第26話 市中菓子談義②

 次に回ったのは屋台だった。

 良い香りがする、と思ったらその方へとリョセンはサボンを連れていった。

 高く深く、厚手の布で屋根を作った屋台の主人は、鉄板の上でひっきりなしに手を動かしていた。

 卵と粉で作った薄い――― 本当に薄い「皮」を注文が来れば焼き、その横に居る少女が何かしらの果物煮を中にくるんでは巻き、最後は木の葉ではさんで渡す。


「こういうのを見るのは初めてです」

「さすがに持っていけるものではないからな」


 近くの石段に座って、熱々のものを楽しそうに頬張る客も居れば、そのまま食べながら歩いて行ってしまう者もいる。

 行儀が悪い、とサボンの中でつぶやくものもあるが、よく考えれば最近のアリカの食べっぷりも褒められたものではない。
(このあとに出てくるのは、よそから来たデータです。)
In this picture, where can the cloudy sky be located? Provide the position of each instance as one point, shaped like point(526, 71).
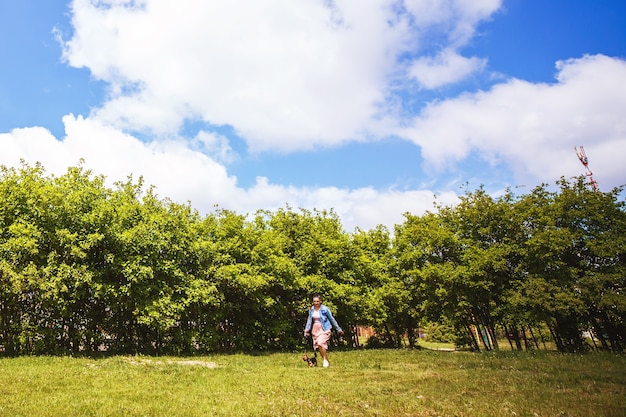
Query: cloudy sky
point(367, 107)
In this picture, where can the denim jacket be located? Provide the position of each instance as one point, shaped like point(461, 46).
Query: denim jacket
point(326, 317)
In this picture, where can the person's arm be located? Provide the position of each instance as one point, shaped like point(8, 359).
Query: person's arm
point(333, 321)
point(307, 327)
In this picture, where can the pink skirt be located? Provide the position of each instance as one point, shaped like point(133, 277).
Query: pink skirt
point(320, 337)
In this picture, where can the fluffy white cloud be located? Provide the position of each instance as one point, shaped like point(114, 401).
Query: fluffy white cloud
point(183, 174)
point(285, 75)
point(535, 127)
point(446, 68)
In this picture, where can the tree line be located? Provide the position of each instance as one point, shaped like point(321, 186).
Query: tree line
point(86, 267)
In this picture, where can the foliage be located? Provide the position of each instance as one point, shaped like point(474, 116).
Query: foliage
point(88, 268)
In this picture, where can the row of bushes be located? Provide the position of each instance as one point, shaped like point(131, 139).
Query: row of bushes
point(89, 267)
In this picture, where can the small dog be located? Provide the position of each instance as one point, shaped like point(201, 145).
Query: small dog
point(312, 361)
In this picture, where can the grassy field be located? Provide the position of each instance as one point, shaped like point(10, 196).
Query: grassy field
point(358, 383)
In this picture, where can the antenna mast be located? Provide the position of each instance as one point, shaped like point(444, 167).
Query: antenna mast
point(580, 151)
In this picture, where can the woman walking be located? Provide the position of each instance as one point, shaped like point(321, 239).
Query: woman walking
point(319, 324)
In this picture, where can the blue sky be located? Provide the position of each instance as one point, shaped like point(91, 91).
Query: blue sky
point(368, 108)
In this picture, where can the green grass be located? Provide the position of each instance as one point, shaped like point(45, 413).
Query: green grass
point(359, 383)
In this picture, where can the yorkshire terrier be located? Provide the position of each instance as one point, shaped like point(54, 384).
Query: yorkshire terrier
point(312, 361)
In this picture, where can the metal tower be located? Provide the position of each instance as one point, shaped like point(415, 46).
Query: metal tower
point(580, 151)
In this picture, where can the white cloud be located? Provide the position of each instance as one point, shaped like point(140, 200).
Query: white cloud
point(182, 174)
point(534, 127)
point(284, 75)
point(446, 68)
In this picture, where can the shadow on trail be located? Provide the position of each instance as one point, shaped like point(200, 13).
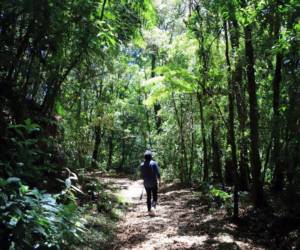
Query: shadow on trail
point(184, 221)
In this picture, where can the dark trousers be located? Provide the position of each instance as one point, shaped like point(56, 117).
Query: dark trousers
point(151, 192)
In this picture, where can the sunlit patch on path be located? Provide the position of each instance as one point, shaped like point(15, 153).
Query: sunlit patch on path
point(178, 224)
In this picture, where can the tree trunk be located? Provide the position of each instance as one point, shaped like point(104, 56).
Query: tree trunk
point(253, 115)
point(110, 151)
point(217, 167)
point(96, 147)
point(157, 106)
point(231, 131)
point(278, 179)
point(205, 153)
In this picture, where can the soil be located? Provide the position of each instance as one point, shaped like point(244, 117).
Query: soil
point(182, 221)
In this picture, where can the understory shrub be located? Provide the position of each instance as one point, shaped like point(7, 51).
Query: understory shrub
point(33, 219)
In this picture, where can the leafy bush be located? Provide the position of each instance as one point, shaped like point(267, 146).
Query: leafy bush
point(222, 199)
point(31, 219)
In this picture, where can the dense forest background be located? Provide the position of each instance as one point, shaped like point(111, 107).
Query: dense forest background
point(212, 87)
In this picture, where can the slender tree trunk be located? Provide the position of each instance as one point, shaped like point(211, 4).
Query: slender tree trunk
point(205, 153)
point(182, 165)
point(217, 167)
point(254, 134)
point(278, 178)
point(231, 131)
point(96, 147)
point(157, 106)
point(110, 150)
point(192, 152)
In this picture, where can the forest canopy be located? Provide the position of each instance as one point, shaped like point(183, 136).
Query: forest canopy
point(211, 87)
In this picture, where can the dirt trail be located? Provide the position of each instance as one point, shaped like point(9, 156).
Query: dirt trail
point(181, 222)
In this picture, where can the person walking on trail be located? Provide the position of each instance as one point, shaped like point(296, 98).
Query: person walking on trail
point(150, 174)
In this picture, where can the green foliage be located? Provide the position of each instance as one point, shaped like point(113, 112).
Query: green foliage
point(221, 198)
point(34, 219)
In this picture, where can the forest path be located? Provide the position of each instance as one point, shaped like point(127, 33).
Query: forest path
point(181, 222)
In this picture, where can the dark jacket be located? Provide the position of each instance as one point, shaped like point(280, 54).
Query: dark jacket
point(150, 173)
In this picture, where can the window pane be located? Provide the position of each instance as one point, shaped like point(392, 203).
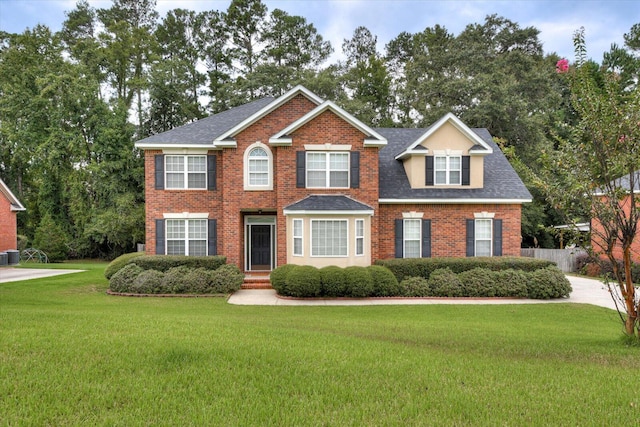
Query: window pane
point(412, 249)
point(483, 248)
point(197, 247)
point(196, 163)
point(339, 179)
point(175, 247)
point(175, 180)
point(197, 180)
point(174, 163)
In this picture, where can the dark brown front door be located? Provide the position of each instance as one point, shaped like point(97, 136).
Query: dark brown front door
point(260, 247)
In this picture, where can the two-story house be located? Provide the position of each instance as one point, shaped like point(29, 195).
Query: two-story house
point(297, 179)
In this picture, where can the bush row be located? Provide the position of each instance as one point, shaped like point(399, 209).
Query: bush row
point(404, 268)
point(163, 263)
point(378, 281)
point(177, 280)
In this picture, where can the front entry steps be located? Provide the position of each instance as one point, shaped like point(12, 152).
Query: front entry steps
point(256, 280)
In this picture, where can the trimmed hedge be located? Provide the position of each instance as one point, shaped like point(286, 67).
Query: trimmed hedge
point(178, 280)
point(164, 263)
point(423, 267)
point(361, 282)
point(115, 265)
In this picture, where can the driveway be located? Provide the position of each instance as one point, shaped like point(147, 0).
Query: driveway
point(10, 274)
point(585, 291)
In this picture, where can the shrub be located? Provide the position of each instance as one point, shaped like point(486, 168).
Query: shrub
point(511, 283)
point(225, 280)
point(548, 283)
point(166, 262)
point(385, 283)
point(278, 278)
point(415, 287)
point(359, 282)
point(120, 262)
point(174, 281)
point(303, 281)
point(478, 282)
point(334, 281)
point(147, 282)
point(444, 283)
point(124, 278)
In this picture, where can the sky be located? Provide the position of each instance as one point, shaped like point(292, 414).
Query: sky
point(605, 21)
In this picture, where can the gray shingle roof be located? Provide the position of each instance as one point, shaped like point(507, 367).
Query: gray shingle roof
point(205, 130)
point(328, 203)
point(500, 180)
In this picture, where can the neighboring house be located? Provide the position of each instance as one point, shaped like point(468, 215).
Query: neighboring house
point(297, 179)
point(624, 184)
point(9, 207)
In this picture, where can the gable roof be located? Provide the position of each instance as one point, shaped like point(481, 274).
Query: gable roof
point(374, 139)
point(501, 182)
point(479, 145)
point(13, 200)
point(335, 204)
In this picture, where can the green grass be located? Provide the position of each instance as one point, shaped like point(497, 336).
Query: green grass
point(71, 355)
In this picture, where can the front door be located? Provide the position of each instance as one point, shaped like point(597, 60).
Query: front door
point(260, 243)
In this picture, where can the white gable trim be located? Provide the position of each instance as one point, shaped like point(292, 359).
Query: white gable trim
point(458, 124)
point(226, 139)
point(13, 200)
point(373, 139)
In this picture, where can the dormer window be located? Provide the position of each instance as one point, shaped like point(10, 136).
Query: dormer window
point(448, 170)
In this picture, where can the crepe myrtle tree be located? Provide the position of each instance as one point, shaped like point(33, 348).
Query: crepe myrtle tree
point(596, 171)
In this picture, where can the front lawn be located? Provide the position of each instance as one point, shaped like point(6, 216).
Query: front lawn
point(72, 355)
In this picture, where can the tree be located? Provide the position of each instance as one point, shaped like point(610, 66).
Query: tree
point(596, 171)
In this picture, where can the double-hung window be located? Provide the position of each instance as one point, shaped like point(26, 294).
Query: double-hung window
point(327, 170)
point(329, 238)
point(187, 237)
point(483, 237)
point(412, 238)
point(186, 172)
point(448, 170)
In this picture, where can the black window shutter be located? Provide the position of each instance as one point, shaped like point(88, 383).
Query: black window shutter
point(399, 238)
point(159, 172)
point(160, 239)
point(466, 170)
point(212, 241)
point(211, 172)
point(497, 237)
point(471, 237)
point(426, 238)
point(428, 170)
point(355, 169)
point(300, 169)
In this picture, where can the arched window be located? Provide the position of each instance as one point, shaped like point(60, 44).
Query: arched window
point(258, 170)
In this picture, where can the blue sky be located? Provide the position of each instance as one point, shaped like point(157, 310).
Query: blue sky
point(605, 21)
 ともかく調べ物やらの合間に、腹が減るとばかりに茶と共に何かしら出している。当人に言わせれば、「そんなこと言われても食べなくては私が飢えてしまう」とのこと。腹の子が相当の滋養を欲しがっているのだ、と言っていた。

 先日の茶会用の菓子を決めるためのものも何だかんだ言って全て平らげてしまったものだし。さすがに付き合っているサボンは途中で投げ出した。


「甘いものでも駄目ですか?」

「甘いものだから駄目なのよ」

「それは面白いですね」

「甘味だけじゃ口がおかしくなってしまうの」


 ―――ということで、この日は菓子と言っても、甘くないもののヒントも探さなくてはならなかった。


「ほら」


 そう考えているうちにリョセンは木の葉包みを一つサボンに渡す。


「本当に薄い」

「ここの主人の郷里では、布より薄く焼けないと一人前ではないと言われていると聞いたことがある」

「凄いわ」


 そう言いながら無造作にリョセンは自分の手の中のものに食いつく。ふわり、と香ってきたのは、何処か香ばしい―――


「リョセン様、その中身は何ですか?」

「さっきの店が甘すぎたから」


 中に入っていたのは、肉味噌にねぎをまぶしたものだった。


「菓子ではなく、それじゃ食事じゃないですか」

「ああ、ここの屋台で食事にして行く者も多いぞ」


 彼が指す屋台の内側にはもう一人女性が居た。


「貴女の持ってる果物煮を包んでいるのが娘、こっちの具を作って入れているのが奥方だ」


 ひょい、とサボンは娘の斜め向こうに居る方へと視線を移す。腕まくりをして、大量の肉や野菜や油を炒めている姿が目に入った。


「……それ、味見、してもいいですか?」

「……」


 リョセンは自分の手の中のものを指すサボンに、それまで無かったくらいに目を広げて見せた。

 いけませんか? とサボンは首を傾げる。


「い、いや」


 差し出すと、そのままぱく、とサボンは食いついた。むしゃむしゃ、と勢いよく彼女は噛みしめる。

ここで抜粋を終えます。